Member of the Mississippi House of Representatives from the Bolivar County district
- In office January 1912 – January 1916
- Succeeded by: Walter Sillers Jr. Stanley F. Gaines

Personal details
- Born: August 27, 1868 Union County, Mississippi, U.S.
- Died: January 1930 (aged 61) Tunica County, Mississippi, U.S.
- Party: Democratic

= Walter B. Parks =

American politician

Walter B. Parks (August 27, 1868 - January 1930) was an American politician. He was a member of the Mississippi State Senate from 1916 to 1920, and of the Mississippi House of Representatives from 1912 to 1916.

== Biography ==
Walter B. Parks was born on August 27, 1868, in Union County, Mississippi. He was the son of William Beaty Parks, a Confederate Army private in the U.S. Civil War, and his wife, Calista Virginia (Hudson) Parks. Parks attended the Pine Bluff School near Toccopola, Mississippi, and also attended Toccopola College, although he did not graduate.
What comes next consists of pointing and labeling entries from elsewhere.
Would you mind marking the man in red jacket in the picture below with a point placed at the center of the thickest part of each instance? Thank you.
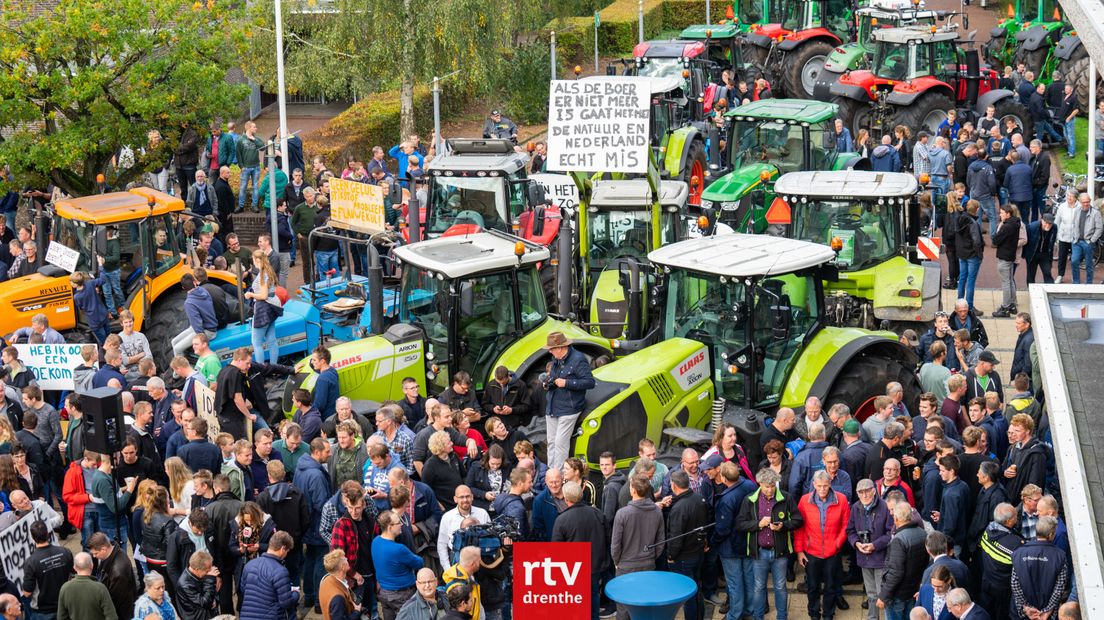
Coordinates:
(818, 544)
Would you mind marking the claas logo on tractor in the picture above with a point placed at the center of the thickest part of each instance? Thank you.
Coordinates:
(778, 212)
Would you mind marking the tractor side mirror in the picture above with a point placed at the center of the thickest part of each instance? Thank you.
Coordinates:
(537, 194)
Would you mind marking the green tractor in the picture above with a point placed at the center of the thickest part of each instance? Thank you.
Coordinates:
(858, 54)
(793, 52)
(768, 138)
(469, 302)
(1029, 35)
(744, 332)
(873, 220)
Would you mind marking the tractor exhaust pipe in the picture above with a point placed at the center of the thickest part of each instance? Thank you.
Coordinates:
(375, 288)
(973, 78)
(564, 262)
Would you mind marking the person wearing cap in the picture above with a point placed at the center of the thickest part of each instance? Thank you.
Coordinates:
(1039, 250)
(870, 531)
(500, 127)
(980, 378)
(566, 382)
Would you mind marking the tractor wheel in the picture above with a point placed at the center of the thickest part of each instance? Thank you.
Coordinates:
(696, 166)
(165, 324)
(925, 114)
(993, 51)
(1075, 73)
(804, 68)
(864, 378)
(1032, 60)
(1010, 108)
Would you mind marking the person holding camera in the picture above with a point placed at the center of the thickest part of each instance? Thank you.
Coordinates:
(566, 382)
(870, 531)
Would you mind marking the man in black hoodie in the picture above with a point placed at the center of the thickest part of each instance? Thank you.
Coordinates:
(289, 511)
(1007, 243)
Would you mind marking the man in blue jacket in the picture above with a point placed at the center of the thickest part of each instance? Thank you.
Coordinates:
(953, 516)
(266, 586)
(566, 383)
(312, 479)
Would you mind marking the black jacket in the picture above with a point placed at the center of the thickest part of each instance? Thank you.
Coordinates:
(688, 511)
(155, 536)
(904, 564)
(117, 574)
(287, 506)
(223, 509)
(181, 548)
(195, 598)
(516, 395)
(583, 523)
(1007, 238)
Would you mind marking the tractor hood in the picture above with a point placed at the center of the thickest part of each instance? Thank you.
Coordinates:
(733, 185)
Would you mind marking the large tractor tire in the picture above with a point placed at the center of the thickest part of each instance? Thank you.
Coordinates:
(1075, 73)
(1010, 107)
(1032, 60)
(925, 114)
(864, 378)
(168, 320)
(696, 166)
(803, 68)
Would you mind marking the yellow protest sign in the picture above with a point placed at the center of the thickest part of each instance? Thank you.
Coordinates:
(357, 206)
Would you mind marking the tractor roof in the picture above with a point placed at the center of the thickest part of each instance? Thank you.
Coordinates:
(636, 194)
(118, 206)
(855, 184)
(717, 31)
(656, 85)
(917, 33)
(475, 155)
(800, 110)
(668, 49)
(464, 255)
(738, 255)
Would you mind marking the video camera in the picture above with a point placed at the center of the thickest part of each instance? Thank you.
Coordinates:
(490, 537)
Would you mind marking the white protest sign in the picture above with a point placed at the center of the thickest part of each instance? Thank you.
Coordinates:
(17, 545)
(598, 124)
(561, 189)
(204, 402)
(62, 256)
(52, 364)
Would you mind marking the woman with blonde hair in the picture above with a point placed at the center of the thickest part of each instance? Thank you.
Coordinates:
(266, 309)
(181, 487)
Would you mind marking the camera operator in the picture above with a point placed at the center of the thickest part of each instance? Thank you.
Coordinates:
(566, 382)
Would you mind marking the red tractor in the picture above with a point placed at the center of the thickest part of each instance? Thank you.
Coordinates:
(919, 73)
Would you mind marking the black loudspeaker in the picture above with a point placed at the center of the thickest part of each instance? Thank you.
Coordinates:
(104, 428)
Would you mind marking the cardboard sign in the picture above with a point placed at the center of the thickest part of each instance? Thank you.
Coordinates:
(62, 256)
(561, 189)
(17, 545)
(52, 364)
(357, 206)
(598, 124)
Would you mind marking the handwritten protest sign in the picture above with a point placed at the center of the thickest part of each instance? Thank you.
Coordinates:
(52, 364)
(17, 545)
(357, 206)
(598, 124)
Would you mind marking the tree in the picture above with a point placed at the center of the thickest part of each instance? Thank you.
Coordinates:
(354, 47)
(91, 77)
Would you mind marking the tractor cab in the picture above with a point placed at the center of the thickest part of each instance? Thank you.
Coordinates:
(872, 222)
(471, 298)
(622, 223)
(753, 300)
(765, 139)
(475, 185)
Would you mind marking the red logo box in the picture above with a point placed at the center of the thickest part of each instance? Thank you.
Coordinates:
(552, 580)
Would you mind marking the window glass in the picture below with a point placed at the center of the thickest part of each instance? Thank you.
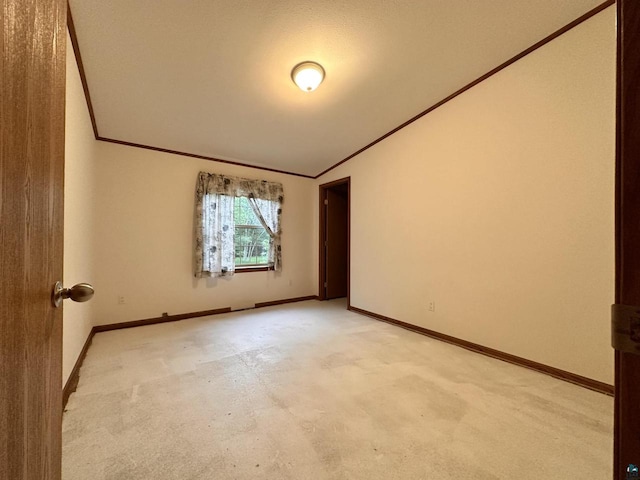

Parks started working in a store in Shelby, Mississippi, in 1890, and after leaving in 1894, opened his own store in Merigold, Mississippi, in 1895. He then entered the banking industry, becoming the director and president of several banks, and he also owned plantations and livestock farms.

== Political career ==
Parks was Merigold's Town Treasurer from 1904 to 1908, and he was also the town's Postmaster from 1905 to 1909. In November 1911, he was elected to represent Bolivar County as a Democrat in the Mississippi House of Representatives, and served in the term from 1912 to 1916. In November 1915, Parks was elected to represent the 30th District in the Mississippi State Senate, and served from 1916 to 1920. During this term, Parks was the chairman of the Senate's Levee Committee. During his time in office, Parks authored and supported bills improving highway and drainage systems.

== Later life ==
Parks died suddenly in January 1930, near Tunica, Mississippi.